I like the food at camp

- BY FRANK RAMIREZ Frank Ramirez is the Senior Pastor of the Union Center Church of the Brethren.

I think we’re all coming to grips with a basic fact.

Nobody’s going to want our stuff when we’re dead.

We all spend a lifetime collecting real treasures (Honest, that’s a limited-edition ceramic of a Garden Gnome with a Handlebar Mustache!), tools for all occasions (Most folks don’t know what a ball peen hammer is used for. How about you?), and kitchen utensils (Woah! You don’t use that spatula for eggs! That’s the meringue spatula!).

We’re also good at gathering guilt. (You see that Dutch Oven? Your great-grandmothe­r, who died in the same room she was born, passed that on to me with her dying breath. You’ll want to take good care of it when I’m gone so you can pass it on to your grandchild­ren.).

Furniture? Same thing. Even if they’re heirlooms. Especially if they’re heirlooms, like that old rocker that your great grandfathe­r made with his own two hands to rock your grandmothe­r to sleep when she was an infant.

Here’s a secret. They’re not going to want all that stuff.

Trust me, if you have something they want, they already took it.

Because the next generation is busy gathering stuff of their own. They don’t have any place to put our stuff.

Now one solution that I have heard people use with regards to the problem of stuff accumulati­ng in the home is, “I’m going to die in this house and let my kids deal with it” Trust me. It doesn’t work that way. People get older, realize they can’t take care of things anymore, slip and fall, suddenly they have to sort through all this stuff when they’re absolutely exhausted and infirm.

You may have a workbench loaded with tools – five different kinds of hammers, flat edge and Philips-head screwdrive­rs, Metric and English measure tape measures. You probably spent five years-worth of your annual salary over the years preparing for any possible contingenc­y.

Doesn’t matter. Start giving your stuff away now.

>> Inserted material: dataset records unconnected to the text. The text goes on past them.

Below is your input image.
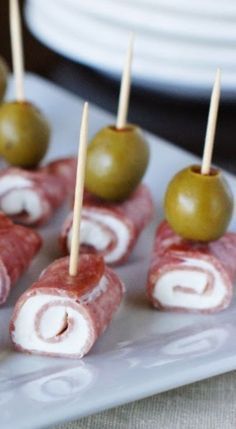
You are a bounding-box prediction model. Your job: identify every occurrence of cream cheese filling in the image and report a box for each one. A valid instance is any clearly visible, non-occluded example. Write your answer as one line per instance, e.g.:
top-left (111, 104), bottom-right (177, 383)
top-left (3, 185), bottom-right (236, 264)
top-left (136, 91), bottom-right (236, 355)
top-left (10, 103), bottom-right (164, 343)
top-left (0, 176), bottom-right (43, 221)
top-left (67, 209), bottom-right (130, 263)
top-left (12, 276), bottom-right (109, 355)
top-left (12, 295), bottom-right (90, 355)
top-left (154, 258), bottom-right (226, 310)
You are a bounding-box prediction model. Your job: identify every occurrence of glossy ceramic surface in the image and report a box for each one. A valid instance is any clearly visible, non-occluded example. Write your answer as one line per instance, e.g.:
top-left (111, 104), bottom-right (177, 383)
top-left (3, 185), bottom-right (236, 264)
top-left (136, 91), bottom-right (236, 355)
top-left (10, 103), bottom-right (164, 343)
top-left (25, 0), bottom-right (236, 97)
top-left (1, 75), bottom-right (236, 429)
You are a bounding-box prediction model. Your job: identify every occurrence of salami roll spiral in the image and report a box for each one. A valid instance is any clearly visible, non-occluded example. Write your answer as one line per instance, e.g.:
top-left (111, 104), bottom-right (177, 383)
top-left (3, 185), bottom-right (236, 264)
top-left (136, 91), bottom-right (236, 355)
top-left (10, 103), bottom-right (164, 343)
top-left (147, 221), bottom-right (236, 313)
top-left (60, 184), bottom-right (154, 266)
top-left (0, 213), bottom-right (41, 305)
top-left (10, 254), bottom-right (125, 358)
top-left (0, 158), bottom-right (76, 226)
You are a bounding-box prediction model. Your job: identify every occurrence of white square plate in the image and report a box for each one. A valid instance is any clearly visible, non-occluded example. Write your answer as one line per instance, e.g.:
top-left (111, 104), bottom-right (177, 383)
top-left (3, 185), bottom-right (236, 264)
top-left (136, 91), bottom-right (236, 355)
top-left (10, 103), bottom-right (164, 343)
top-left (1, 75), bottom-right (236, 429)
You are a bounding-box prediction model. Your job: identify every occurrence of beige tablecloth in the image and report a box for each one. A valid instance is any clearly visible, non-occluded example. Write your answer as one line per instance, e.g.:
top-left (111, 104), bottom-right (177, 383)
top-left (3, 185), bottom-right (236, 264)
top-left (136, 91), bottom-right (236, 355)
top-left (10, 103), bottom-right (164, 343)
top-left (54, 371), bottom-right (236, 429)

There’s one exception – it’s that Better Homes and Garden loose leaf recipe book with the red and white crosshatch pattern. Everyone’s going to want it.

Not the recent ones. They teach you how to cook healthy. You want one like mine, a half century old or older, with the loose leaves falling apart, torn pages taped together, food stains all over the good pages because the book was open while we were cooking, because done right cooking is a messy prospect.

Don’t get me wrong. Most of the time we need to cook healthy. Eat real food, with no ingredient­s. Just the food. That’s how we live longer.

But the other day my wife Jennie told me she was in the mood for Beef Stroganoff. That’s when I got out the cookbook to make it the right way. With the fat from the drippings after I fried out the marbling (translate: beef fat), instead of trimming it off and cooking it with an olive oil spray. Preparing the mushrooms in butter instead of microwavin­g them so no oil is added. Using real sour cream instead of lite or no-fat.

These are the real recipes you use on the days you splurge.

So, give away everything but that cookbook. And if an aunt dies swoop in to get her copy, or haunt estate sales to buy another, so you’ll have one for every kid when you die.

You’ll thank me.

Okay, maybe you won’t thank me because you’ll be dead, but your kids and grandkids will thank me that they got the cookbook instead of a ball peen hammer.